The significant changes in vendor market dynamics that have resulted from this behavior shift are outlined below:

"Price competition" is now a redundant term
In an environment where the customer seamlessly can move from one vendor to the next, the notion of vendors competing over price makes little sense. This does not mean that there will be no price discrepancy between one storefront and another, but it implies that the reasons for price discrepancies have changed. For example, it used to be fairly difficult to know exactly how much to pay for a car. But in an environment where customers know exactly how much the car costs on a wholesale basis, it will be extremely difficult and disadvantageous for dealerships to compete on price, as they traditionally have done. Car dealers now will have to offer market price to even be considered a qualified vendor.

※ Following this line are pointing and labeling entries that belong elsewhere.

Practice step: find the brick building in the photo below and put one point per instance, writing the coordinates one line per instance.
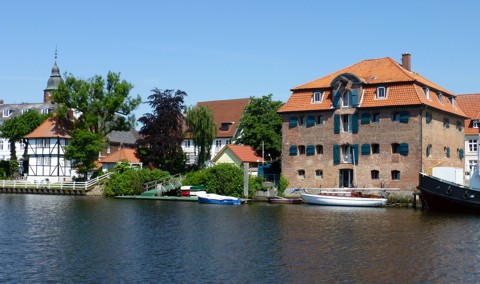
(375, 123)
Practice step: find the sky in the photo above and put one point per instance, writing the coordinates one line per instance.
(215, 50)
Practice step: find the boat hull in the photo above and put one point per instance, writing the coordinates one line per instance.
(443, 196)
(319, 199)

Price discrepancy is now equated with service
When price is not the stimulus for a purchase, services and the quality of those services necessarily become one of the primary means of differentiation (another obviously being brand). Amazon.com is not getting over 60 percent repeat purchases because of the price of its books, though price is a factor. Rather it is the service quality associated with Amazon purchases that has kept the online book giant's customers coming back for more. The fact that the company profiles its customers so that its agents know who customers are when they return, along with the fact that the company suggests books tailored to a specific customer's interests, certainly plays a larger role in determining the number of repeat Amazon customers. In other words, customers no longer are sure why they're paying a certain amount for certain products, but they know it has something to do with the services they are getting.

You now get what you ask for, not what you pay for
Customers used to pay for what they wanted, but not anymore. Information services and personal productivity tools that used to generate revenue now regularly are offered up for free. Why? Because, for many vendors, their relationship with their customers and their customers' demographics are far more important than the value of the product being sold. In an environment where competitors are just one click away, it becomes more worthwhile to essentially pay the customer than to ask the customer to pay. From browsers to periodicals, products that you paid for yesterday are free today.

Physical world shopping is changing fundamentally
Because of the Internet, the physical world shopping experience will be more immersive and more positive for the customer, but less immediately lucrative for the vendor. While I expect that entering a shop like Barnes & Noble or Toys R Us quickly will become similar to a Disney World experience, I expect that customers will browse more and spend more time in stores, even as they buy less in them in favor of making their purchases online. A company's physical world presence increasingly will be used to entertain and browse, while its e-commerce site will be used for comparison shopping and for actual purchasing. In other words, I certainly believe there is a role for both brick-and-mortar shops and e-commerce shops--but it is important to recognize that these experiences are not the same, although they are complementary.

These customer-vendor transformations already are taking place, and I think that, going forward, it will become increasingly important to examine the progress of such changes when deciding which e-commerce vendors are worth your investment.

Danny Rimer is an equity analyst at Hambrecht & Quist covering CNET and Netscape. He writes regularly about the Internet in Marketwise.